L’enseignement dans nos écoles est-il devenu si « médiocre » qu’il s’écroule par pans entiers ? On serait tenté de le croire en voyant le ministre de l’Education s’attaquer désormais aux fondamentaux des mathématiques après avoir réformé la méthode d’apprentissage de la lecture et l’étude de la grammaire. Gilles de Robien estime en effet que l’exercice du calcul mental est une nécessité absolue dès le plus jeune âge et que la maîtrise des quatre opérations est du même ordre. Sous-entendu, nos enfants ne savent plus compter tout comme ils ne savent plus lire à leur entrée en sixième.

Bien sûr, il ne faut pas généraliser. Mais le ministre s’appuie tout autant sur une réflexion argumentée de l’Académie des Sciences que sur d’autres études très complètes, mais plus anonymes par peur sans doute des syndicats. Enfin, cette décision n’est pas vraiment une surprise puisque Gilles de Robien avait déclaré le 4 septembre dernier qu’il trouvait très anormal que de nombreux enfants soient atteints de dyscalculie en sixième et soient incapables de poser une division.

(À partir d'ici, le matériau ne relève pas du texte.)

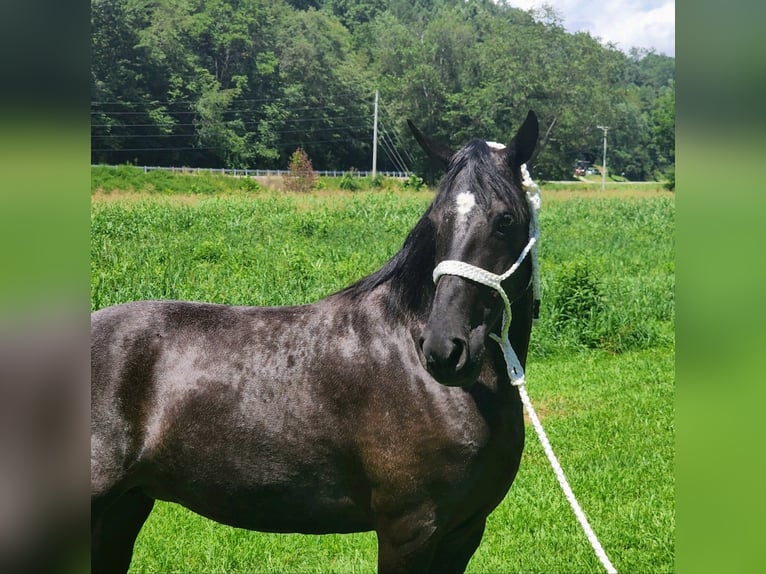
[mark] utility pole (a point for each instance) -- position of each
(603, 169)
(375, 139)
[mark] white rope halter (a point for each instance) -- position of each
(515, 369)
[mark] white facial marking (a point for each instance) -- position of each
(464, 202)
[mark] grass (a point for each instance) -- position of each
(601, 374)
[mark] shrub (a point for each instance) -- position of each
(301, 177)
(349, 181)
(414, 183)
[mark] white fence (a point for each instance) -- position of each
(261, 172)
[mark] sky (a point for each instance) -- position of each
(626, 23)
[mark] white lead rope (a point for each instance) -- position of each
(515, 370)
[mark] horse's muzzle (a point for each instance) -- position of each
(449, 360)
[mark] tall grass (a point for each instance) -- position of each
(600, 371)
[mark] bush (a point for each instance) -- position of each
(301, 177)
(349, 181)
(377, 182)
(579, 303)
(670, 178)
(414, 183)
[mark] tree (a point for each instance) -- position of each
(301, 176)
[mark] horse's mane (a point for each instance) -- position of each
(410, 270)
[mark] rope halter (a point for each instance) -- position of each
(484, 277)
(515, 370)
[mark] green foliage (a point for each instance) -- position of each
(670, 178)
(378, 182)
(349, 182)
(605, 395)
(301, 177)
(240, 84)
(414, 183)
(133, 179)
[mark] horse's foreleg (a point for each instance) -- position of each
(114, 528)
(456, 548)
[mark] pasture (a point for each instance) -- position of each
(600, 372)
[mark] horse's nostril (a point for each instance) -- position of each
(458, 356)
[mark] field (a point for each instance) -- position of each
(601, 369)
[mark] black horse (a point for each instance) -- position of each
(383, 407)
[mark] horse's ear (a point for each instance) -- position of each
(523, 143)
(433, 149)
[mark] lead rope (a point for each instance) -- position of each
(515, 370)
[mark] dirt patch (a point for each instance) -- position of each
(118, 196)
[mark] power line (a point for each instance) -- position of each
(399, 157)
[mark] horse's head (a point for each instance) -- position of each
(480, 217)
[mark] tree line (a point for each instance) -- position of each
(244, 83)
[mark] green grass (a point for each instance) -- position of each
(601, 370)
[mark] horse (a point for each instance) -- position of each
(382, 407)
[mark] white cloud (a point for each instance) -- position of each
(626, 23)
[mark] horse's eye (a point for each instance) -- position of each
(504, 225)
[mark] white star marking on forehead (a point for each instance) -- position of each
(464, 202)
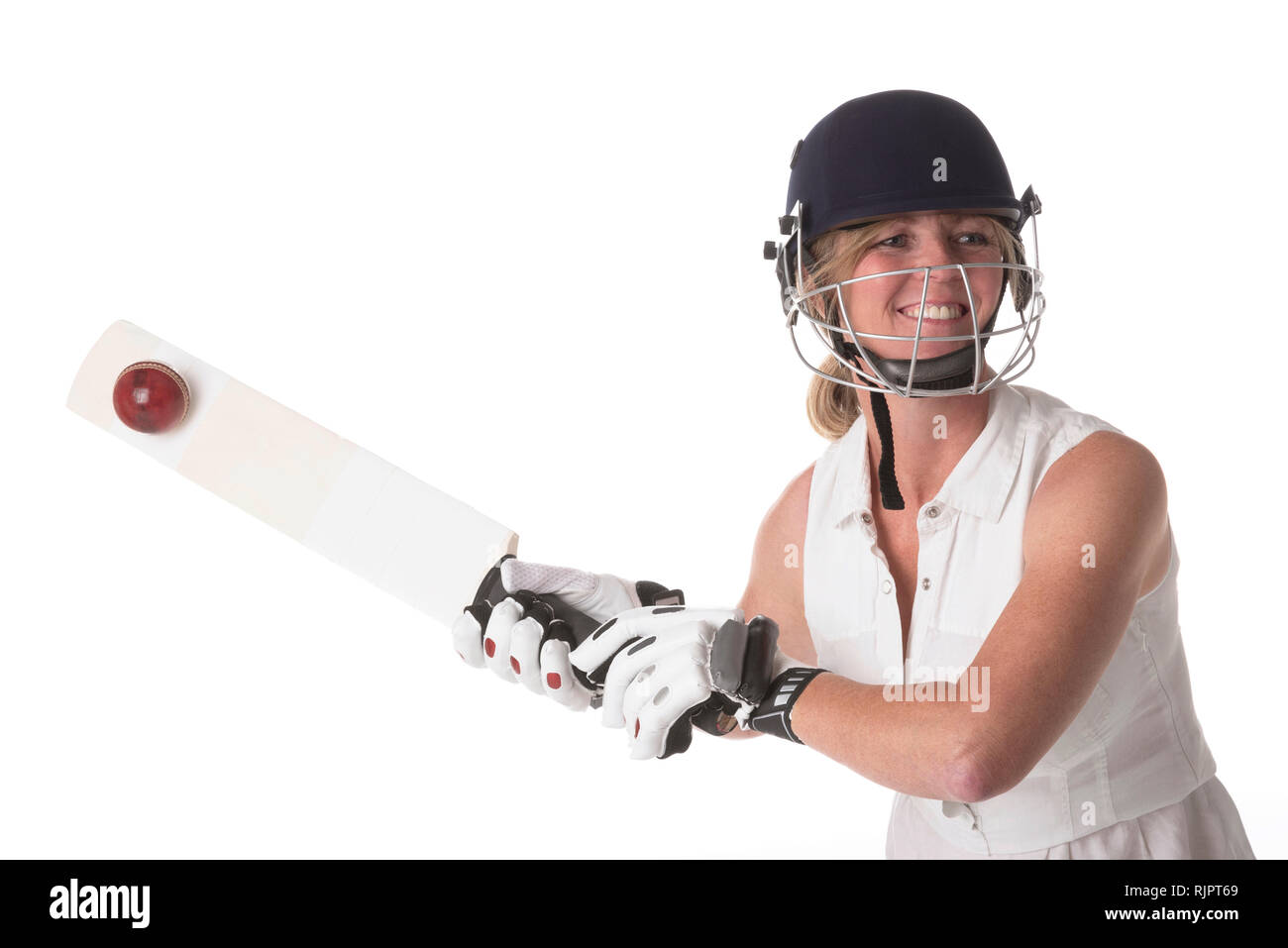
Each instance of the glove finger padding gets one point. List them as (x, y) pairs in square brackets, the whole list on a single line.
[(686, 634), (468, 634), (496, 638), (662, 700), (524, 648), (558, 678)]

Depuis hier, un groupe d’experts travaille donc à l’élaboration d’un document de synthèse. Et ce document se traduira, début mars, par une circulaire ministérielle qui viendra préciser l’ampleur de cette réforme. Et pas question d’y couper ou de s’y « soustraire » car « elle viendra s’imposer à tous les enseignants ».

Pour une fois, un ministre aurait donc le courage de s’attaquer aux vrais problèmes sans céder au concert des lamentations. C’est tellement stupéfiant que l’on a encore du mal à le croire et que l’on y croira vraiment que lorsque l’on entendra nos enfants réciter d’un ton lancinant « deux fois deux quatre » etc…

Adieu donc calculette facile et retour obligatoire aux tables de multiplication. Mais pour une bonne nouvelle, c’est une bonne nouvelle.

Il sera toujours temps, après les élections, de s’attaquer à… l’histoire et à la géographie.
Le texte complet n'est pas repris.